Ebenfalls recht häufig seien psychische Erkrankungen wie Schizophrenie oder Depressionen. „Da stellt sich dann immer die Frage: Hat sich die Lebenssituation aus der Krankheit ergeben oder umgekehrt“, sagt Weidner.

Seit dem 1. Juli ist er für „Mecki“ tätig. „Leider hat sich in Hannover selbst kein Arzt gefunden, der diese Arbeit übernehmen wollte“, bedauert der Abbenser. Auch er selbst habe sich die Entscheidung gut überlegt, unter anderem hat er zweimal hospitiert: „Inzwischen mache ich die Arbeit sehr gern. Hier kann ich wirklich helfen, und das ist mir für mein Selbstverständnis als Arzt sehr wichtig.“

Jeden Freitag um 9 Uhr beginnt die Sprechstunde, bei der er von einer Krankenschwester unterstützt wird. „Schluss ist erst, wenn wir fertig sind.
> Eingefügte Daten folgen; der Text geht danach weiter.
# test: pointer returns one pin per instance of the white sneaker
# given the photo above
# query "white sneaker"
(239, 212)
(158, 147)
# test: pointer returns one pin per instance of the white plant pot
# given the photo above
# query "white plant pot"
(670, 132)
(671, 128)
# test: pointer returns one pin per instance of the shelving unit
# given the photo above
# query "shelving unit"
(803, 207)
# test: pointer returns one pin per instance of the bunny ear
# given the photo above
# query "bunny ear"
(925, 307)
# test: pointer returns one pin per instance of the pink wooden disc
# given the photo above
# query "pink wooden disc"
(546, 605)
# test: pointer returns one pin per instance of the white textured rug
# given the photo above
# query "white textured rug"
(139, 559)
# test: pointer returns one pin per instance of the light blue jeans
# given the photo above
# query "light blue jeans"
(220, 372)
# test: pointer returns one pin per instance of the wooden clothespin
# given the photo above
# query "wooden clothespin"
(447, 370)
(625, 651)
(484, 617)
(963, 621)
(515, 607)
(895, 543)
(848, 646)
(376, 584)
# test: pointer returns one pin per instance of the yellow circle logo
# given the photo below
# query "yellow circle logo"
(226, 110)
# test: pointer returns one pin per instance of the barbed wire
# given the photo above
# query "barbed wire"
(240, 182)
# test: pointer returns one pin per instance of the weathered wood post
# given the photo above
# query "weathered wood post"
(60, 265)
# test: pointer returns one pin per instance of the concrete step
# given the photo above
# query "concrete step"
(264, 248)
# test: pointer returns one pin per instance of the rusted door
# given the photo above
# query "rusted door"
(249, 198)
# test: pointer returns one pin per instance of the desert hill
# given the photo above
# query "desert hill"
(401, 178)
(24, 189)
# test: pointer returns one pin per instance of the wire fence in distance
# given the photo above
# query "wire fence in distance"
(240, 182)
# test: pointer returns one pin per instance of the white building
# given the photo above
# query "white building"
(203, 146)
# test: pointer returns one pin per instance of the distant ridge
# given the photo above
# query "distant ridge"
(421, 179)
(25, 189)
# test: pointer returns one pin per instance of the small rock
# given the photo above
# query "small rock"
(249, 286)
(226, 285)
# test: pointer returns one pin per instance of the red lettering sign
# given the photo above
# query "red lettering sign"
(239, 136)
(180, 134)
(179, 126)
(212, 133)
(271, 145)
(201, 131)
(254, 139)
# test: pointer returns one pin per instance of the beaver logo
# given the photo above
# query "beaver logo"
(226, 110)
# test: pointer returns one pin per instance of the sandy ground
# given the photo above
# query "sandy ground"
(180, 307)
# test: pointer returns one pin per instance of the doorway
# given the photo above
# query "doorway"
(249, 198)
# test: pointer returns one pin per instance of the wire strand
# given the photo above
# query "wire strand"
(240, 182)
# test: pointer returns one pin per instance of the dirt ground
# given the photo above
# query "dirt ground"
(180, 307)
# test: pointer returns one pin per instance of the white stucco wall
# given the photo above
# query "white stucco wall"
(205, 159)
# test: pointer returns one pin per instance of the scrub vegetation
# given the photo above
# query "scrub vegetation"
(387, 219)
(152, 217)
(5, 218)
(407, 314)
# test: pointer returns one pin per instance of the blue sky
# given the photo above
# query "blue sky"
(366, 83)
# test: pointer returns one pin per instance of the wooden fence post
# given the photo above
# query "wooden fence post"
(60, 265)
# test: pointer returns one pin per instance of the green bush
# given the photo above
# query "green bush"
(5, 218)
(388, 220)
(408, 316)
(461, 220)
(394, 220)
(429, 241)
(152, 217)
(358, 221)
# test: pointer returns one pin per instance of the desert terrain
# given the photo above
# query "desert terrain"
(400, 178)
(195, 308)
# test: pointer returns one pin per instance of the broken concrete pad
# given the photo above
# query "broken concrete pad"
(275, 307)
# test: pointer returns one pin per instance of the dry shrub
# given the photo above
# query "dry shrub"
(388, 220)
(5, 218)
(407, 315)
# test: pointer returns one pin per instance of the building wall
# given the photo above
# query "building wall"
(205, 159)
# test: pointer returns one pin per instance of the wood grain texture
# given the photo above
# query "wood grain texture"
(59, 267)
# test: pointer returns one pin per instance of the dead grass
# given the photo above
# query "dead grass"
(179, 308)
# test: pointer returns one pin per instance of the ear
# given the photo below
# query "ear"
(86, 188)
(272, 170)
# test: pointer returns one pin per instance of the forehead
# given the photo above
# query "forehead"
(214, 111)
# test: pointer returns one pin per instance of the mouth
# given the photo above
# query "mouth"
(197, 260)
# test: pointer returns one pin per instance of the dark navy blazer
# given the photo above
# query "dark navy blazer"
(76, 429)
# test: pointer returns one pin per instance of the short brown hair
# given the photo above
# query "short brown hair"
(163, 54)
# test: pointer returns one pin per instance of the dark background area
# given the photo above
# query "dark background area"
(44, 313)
Das dauert meist so vier bis fünf Stunden“, sagt Weidner.

Die Klientel ist bunt gemischt, auch viele illegal in Deutschland lebende Ausländer sind darunter. Mindestens ein Viertel der Patienten ist nicht krankenversichert, die Finanzierung von Verbrauchsmaterial und Medikamenten ist dann durchaus ein Problem. „Das übernimmt die Diakonie, aber auch dort gibt es natürlich nicht unbegrenzt Mittel“, gibt Weidner zu bedenken. Zunächst hat er für insgesamt zwei Jahre die Berechtigung, Wohnungslose zu behandeln.